I was very eager to see acclaimed Filmmaker Christopher Nolan’s World War 2 epic Dunkirk. And not because I’m a fan of Harry Styles. I’m more fond of Cillian Murphy’s work. But that’s not the only reason, I loved Christopher Nolan’s previous work (The Batman reboot trilogy) and this movie has a lot of buzz surrounding it.
Dunkirk is a retelling of the events that occurred on the famed French beach in 1940, when allied forces were stranded waiting for a rescue. Enemy forces were approaching by land from all angles, and the British and French soldiers were also prey to constant and sudden air attacks.
All this sounded like the making of a terrific story. And that’s exactly what I didn’t get – a story.
Christopher Nolan is an extremely skilled director from a technical point of view. And Dunkirk displays his talents well. From the very beginning we are thrust into the desperate Allies point of view; soldiers camped on the beach confused, tired, and panicking – not knowing what to do or where to hide. Likewise the nearby Ally Destroyer ships and their Commanders face difficult rescue decisions, as their large vessels cannot travel the shallow waters that approach the shoreline. Small boats are the only option for a rescue, but that invites massive air strike risks.
All this is beautifully encapsulated with stunning visuals and wonderful special effects. There are also beautiful RAF Spitfire planes on show. Tom Hardy pilots one and we see some exciting dogfights. Best of all, its largely CGI free.
Yet in terms of plot, all of this action can be summed up in about twenty minutes, and unfortunately this film is nearly two hours. Therein lie the many problems of Dunkirk.

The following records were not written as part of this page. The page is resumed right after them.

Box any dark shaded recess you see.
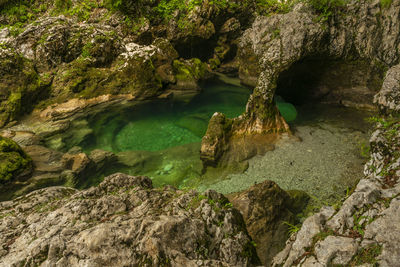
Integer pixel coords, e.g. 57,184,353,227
174,37,217,62
275,57,384,105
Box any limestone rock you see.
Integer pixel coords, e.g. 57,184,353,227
0,174,258,266
315,236,358,266
228,181,295,266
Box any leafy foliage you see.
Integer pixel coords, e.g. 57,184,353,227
380,0,393,8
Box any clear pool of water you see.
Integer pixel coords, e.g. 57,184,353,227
73,77,371,205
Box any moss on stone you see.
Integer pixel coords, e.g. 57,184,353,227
0,136,32,184
173,58,208,81
0,50,49,127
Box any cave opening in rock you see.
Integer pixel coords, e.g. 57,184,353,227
275,56,383,109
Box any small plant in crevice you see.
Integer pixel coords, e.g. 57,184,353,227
282,221,301,236
348,244,382,267
380,0,393,8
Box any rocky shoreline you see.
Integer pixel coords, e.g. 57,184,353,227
0,0,400,266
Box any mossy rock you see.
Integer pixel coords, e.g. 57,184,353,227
0,136,32,184
0,50,50,127
286,190,310,214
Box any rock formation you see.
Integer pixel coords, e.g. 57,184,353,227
201,1,400,169
0,174,259,266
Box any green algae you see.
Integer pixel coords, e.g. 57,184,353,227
0,136,32,185
83,76,250,152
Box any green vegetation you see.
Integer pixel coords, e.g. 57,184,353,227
380,0,393,8
0,136,32,184
283,222,301,236
305,0,347,22
348,244,382,266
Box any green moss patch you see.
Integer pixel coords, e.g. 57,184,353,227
0,136,32,184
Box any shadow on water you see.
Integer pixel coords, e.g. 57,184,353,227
79,74,251,188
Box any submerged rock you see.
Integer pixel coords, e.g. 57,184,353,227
228,181,307,266
0,174,259,266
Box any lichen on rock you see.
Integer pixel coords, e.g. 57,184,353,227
0,136,32,184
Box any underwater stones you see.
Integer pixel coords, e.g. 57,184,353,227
176,114,208,138
228,181,295,266
0,173,259,266
200,112,232,166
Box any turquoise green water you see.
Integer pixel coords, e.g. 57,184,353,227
83,77,251,152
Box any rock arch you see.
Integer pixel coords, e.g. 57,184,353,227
201,1,400,166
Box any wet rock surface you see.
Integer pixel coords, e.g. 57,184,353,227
227,181,307,266
0,174,258,266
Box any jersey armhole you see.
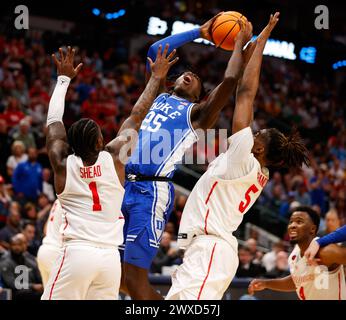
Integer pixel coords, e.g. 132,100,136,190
56,155,71,197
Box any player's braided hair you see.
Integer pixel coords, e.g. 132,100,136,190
67,118,99,161
266,128,310,168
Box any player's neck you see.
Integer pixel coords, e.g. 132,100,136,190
298,237,314,257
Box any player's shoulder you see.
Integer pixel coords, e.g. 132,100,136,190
228,127,253,144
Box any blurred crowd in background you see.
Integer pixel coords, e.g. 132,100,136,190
0,16,346,296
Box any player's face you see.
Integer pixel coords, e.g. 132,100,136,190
287,211,315,243
174,71,201,102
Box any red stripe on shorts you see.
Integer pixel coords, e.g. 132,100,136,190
205,181,218,204
197,243,216,300
49,248,66,300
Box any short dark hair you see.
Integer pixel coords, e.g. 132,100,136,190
67,118,99,160
23,221,36,230
291,206,320,233
266,128,310,168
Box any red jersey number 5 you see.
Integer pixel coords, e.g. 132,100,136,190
239,184,258,213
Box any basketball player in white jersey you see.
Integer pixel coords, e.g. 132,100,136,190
166,13,307,300
42,46,177,300
249,207,346,300
37,199,62,287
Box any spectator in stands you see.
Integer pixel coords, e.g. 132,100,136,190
23,222,41,257
236,247,265,278
12,148,42,201
0,234,43,300
0,208,22,249
150,232,181,273
7,141,28,177
262,241,284,272
0,119,12,178
0,175,12,228
12,118,36,149
265,251,290,279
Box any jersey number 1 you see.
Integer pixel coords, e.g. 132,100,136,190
239,184,258,213
89,181,102,211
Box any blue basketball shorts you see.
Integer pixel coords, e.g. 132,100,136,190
119,181,174,270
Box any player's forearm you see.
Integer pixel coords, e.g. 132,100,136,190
264,276,296,292
199,45,243,129
47,76,71,126
224,42,244,80
317,225,346,248
147,28,201,72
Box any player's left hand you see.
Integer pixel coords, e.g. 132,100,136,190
52,46,83,80
147,43,179,79
199,11,224,41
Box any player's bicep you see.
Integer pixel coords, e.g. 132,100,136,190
226,127,254,163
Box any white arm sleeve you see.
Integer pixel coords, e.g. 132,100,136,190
47,76,71,126
209,127,254,180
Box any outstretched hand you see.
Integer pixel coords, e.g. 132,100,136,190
52,46,83,80
147,43,179,79
234,20,252,48
258,12,280,40
199,11,224,41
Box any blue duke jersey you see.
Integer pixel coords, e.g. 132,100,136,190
126,93,197,178
119,93,197,270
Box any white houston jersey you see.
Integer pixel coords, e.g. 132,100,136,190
58,151,124,247
288,245,346,300
178,128,268,249
42,199,63,247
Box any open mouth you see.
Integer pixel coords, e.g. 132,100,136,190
183,75,192,84
288,230,298,238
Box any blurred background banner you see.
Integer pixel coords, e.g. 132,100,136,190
0,0,346,299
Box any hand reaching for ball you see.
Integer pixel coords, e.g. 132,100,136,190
234,20,252,48
258,12,280,40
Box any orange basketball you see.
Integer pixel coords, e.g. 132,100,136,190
211,11,247,51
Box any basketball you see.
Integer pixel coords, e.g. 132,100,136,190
211,11,247,51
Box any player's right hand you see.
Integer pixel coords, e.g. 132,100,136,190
52,46,83,80
248,279,266,295
234,20,252,49
258,12,280,40
147,43,179,79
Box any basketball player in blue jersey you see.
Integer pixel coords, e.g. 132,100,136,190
120,16,252,300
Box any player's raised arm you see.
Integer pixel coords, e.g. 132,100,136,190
248,276,296,295
232,12,279,134
304,225,346,263
317,244,346,267
46,47,82,193
191,22,252,129
146,12,223,93
106,44,179,181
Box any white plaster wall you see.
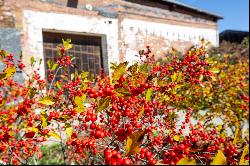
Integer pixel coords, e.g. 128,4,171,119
23,10,119,78
121,18,219,62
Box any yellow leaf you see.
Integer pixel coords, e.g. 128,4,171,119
65,127,73,139
74,94,86,107
176,157,196,165
40,111,48,127
48,132,61,139
0,66,16,80
239,145,249,165
112,62,128,84
146,88,153,101
211,68,220,74
216,125,222,131
173,135,180,141
233,128,239,145
97,96,111,111
155,162,168,165
136,106,144,120
28,127,38,133
126,131,145,156
210,150,227,165
38,96,55,105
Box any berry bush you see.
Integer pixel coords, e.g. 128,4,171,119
0,40,249,165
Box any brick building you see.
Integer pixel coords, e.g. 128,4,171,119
0,0,222,80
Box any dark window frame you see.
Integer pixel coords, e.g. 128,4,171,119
42,29,109,84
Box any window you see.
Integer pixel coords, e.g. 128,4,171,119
67,0,78,8
43,32,102,81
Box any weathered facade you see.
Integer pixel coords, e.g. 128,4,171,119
0,0,221,80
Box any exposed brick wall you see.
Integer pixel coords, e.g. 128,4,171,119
0,0,15,28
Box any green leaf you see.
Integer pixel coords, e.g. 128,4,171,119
112,62,128,84
176,157,196,165
136,106,144,120
170,73,177,82
110,62,118,70
38,96,55,105
30,56,35,66
74,94,86,107
157,80,168,87
28,87,36,99
51,63,58,71
56,81,62,89
176,73,182,82
65,126,73,139
173,135,180,142
146,88,153,102
239,145,249,165
139,63,148,73
70,73,75,80
126,130,145,156
210,68,220,74
128,62,138,74
0,66,16,80
40,111,48,127
114,88,131,97
81,71,89,79
62,39,72,50
199,75,204,81
97,96,110,111
210,150,227,165
48,132,61,140
47,59,51,69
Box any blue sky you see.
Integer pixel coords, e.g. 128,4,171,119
178,0,249,32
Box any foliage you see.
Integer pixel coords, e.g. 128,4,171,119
0,40,249,165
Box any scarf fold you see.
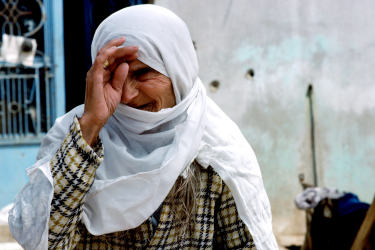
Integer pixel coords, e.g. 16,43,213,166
10,5,277,250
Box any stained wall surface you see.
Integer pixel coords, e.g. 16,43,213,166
155,0,375,242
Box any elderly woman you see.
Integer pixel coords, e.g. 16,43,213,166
9,5,277,250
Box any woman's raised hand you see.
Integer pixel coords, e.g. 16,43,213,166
79,37,138,146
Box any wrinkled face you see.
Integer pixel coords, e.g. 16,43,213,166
121,60,176,112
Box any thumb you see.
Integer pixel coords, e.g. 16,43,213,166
111,62,129,94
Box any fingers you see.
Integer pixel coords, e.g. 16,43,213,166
112,62,129,94
93,38,138,72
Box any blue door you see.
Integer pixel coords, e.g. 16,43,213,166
0,0,65,208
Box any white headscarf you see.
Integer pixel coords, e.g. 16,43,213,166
9,5,277,250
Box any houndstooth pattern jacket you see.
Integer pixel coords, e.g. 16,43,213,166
48,117,256,250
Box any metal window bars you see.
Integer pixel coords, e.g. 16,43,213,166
0,0,54,146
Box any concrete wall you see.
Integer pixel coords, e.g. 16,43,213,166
155,0,375,242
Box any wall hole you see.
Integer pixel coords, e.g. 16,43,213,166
210,80,220,92
246,69,255,80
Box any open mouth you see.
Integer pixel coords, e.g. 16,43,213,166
134,103,150,110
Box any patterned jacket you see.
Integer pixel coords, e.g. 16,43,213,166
48,117,256,250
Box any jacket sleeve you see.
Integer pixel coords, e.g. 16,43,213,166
214,182,256,250
48,117,104,250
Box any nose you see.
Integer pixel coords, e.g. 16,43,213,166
121,79,139,104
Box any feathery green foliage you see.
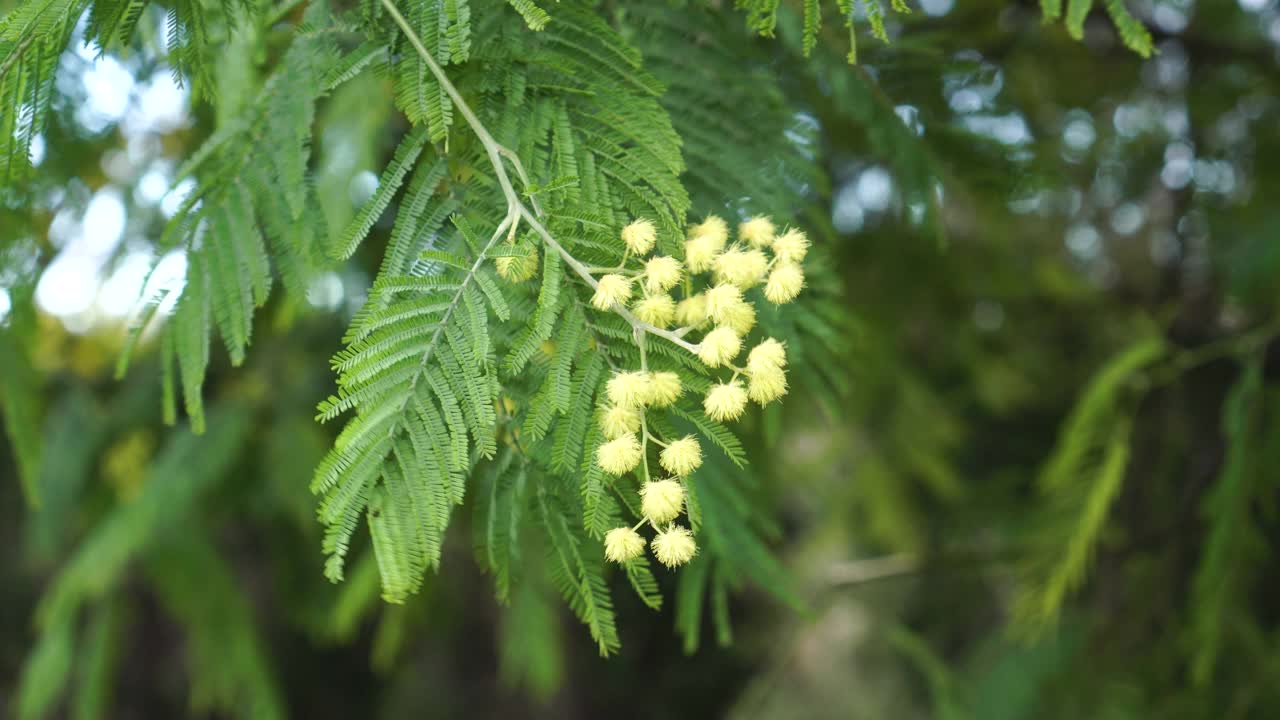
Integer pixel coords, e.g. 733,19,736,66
1015,337,1166,628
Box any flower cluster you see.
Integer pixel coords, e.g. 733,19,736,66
591,215,809,568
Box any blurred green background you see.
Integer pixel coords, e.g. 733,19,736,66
0,0,1280,720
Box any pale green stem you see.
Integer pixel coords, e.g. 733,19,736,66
381,0,698,355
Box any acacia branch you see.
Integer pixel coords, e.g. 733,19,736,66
381,0,698,355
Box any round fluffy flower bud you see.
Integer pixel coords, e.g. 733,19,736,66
604,528,645,562
653,525,698,568
676,292,707,328
737,215,777,247
722,301,755,336
689,215,728,245
773,228,809,263
494,251,538,283
600,405,640,439
764,263,804,305
713,250,769,290
622,218,658,255
703,284,742,323
658,436,703,478
746,368,787,405
685,234,719,273
746,337,787,373
645,372,684,407
595,433,643,475
644,255,681,293
640,480,685,525
605,370,649,407
631,295,676,328
698,328,742,368
591,274,631,310
703,380,746,423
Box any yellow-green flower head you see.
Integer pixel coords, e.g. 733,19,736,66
703,380,746,423
591,274,631,310
644,255,681,293
703,284,742,323
658,436,703,478
746,337,787,373
676,292,707,328
737,215,777,247
595,433,643,475
494,252,538,283
685,234,721,273
600,405,640,439
645,372,684,407
604,528,645,562
721,301,755,336
640,480,685,527
746,368,787,405
773,228,809,263
631,295,676,328
622,218,658,255
764,263,804,305
698,328,742,368
605,370,649,407
653,525,698,568
713,250,769,290
689,215,728,245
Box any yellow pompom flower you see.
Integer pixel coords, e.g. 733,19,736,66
605,370,649,407
658,436,703,478
645,372,684,407
622,218,658,255
494,252,538,283
591,274,631,310
644,255,681,293
595,433,643,475
722,301,755,336
604,528,645,562
600,405,640,439
676,292,707,328
773,228,809,263
640,480,685,527
689,215,728,245
703,380,746,423
631,295,676,328
746,337,787,373
713,250,769,290
698,328,742,368
685,234,719,273
653,525,698,568
737,215,777,247
703,284,742,322
764,263,804,305
746,368,787,405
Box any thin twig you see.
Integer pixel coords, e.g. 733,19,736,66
381,0,698,355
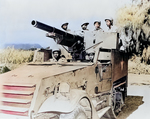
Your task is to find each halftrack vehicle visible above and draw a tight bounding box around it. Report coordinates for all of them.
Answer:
[0,21,128,119]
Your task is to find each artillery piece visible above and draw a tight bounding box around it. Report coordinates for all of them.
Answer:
[0,21,128,119]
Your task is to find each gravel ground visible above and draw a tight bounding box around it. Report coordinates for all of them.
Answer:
[117,74,150,119]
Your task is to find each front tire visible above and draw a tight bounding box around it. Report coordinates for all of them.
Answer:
[59,106,87,119]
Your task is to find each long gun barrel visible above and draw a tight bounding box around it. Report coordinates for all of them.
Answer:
[31,20,84,47]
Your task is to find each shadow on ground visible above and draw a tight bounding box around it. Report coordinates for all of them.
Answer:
[117,96,144,119]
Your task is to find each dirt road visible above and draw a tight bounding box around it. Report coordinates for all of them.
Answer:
[117,74,150,119]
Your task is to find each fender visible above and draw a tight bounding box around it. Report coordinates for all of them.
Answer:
[38,89,91,113]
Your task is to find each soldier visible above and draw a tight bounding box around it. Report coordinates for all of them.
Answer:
[94,21,103,31]
[105,17,116,32]
[61,22,71,32]
[81,22,89,31]
[51,49,66,62]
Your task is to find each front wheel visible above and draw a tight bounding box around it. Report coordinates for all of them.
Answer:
[59,106,87,119]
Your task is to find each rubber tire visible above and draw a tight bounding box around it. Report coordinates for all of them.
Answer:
[59,106,87,119]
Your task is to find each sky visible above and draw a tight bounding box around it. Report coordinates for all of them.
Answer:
[0,0,132,48]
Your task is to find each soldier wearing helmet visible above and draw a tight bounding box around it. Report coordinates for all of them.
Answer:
[61,22,71,32]
[94,21,103,31]
[51,49,66,62]
[105,17,116,32]
[81,22,89,31]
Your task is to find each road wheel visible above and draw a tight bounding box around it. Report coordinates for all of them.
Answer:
[60,98,92,119]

Firstly the music does it no favours. Hans Zimmer has worked with Christopher Nolan on numerous movies and his scores are wonderful; touching at times, explosive and tension filled at others. The latter is the case in Dunkirk. In recent films, Zimmer’s work has had a relentlessly high-paced, almost hyperactive grandfather clock quality about it, constantly reminding you of a major event about to unfold. He is gifted at using this style and tone to build tension. Films like The Dark Knight, Inception and Interstellar are a testament to this.
Yet when you have to endure such constant dramatic noise for the guts of two hours, it starts to get tiresome, especially when for the first 40 minutes of the film we see soldiers waiting, lining up, looking worried, marching, getting killed by bombers and then waiting and lining up some more. Maybe some lunch is eaten in between. We expect a surprise or a twist and we receive none.
Secondly, and the weakest part of this film is the lack of story or substantial characters. Simply very little happens. This film is crying out for a romance or even some comedy as light relief from the incessant dread. Some German soldiers or spies could’ve added an extra dimension here. There is barely any dialogue between characters, and when there is, it’s just stilted panic. Cillian Murphy has a very small role, and Kenneth Brannagh’s part as a commander was wasted on him, it could’ve been played by anyone. Fionn Whitehead is supposed to be the film’s main protagonist and he says barely anything. Harry Stiles to his credit is the liveliest character. I almost wished he sang a song for the troops to cheer them up a bit.
In short, Dunkirk is very much a case of style over substance. It felt like a two hour trailer for a film, and I kept waiting for some intrigue. Instead I got bored.
It was a big disappointment, as Christopher Nolan can do and has done much better work in his films. What started off with a bang, eventually finished with a whimper.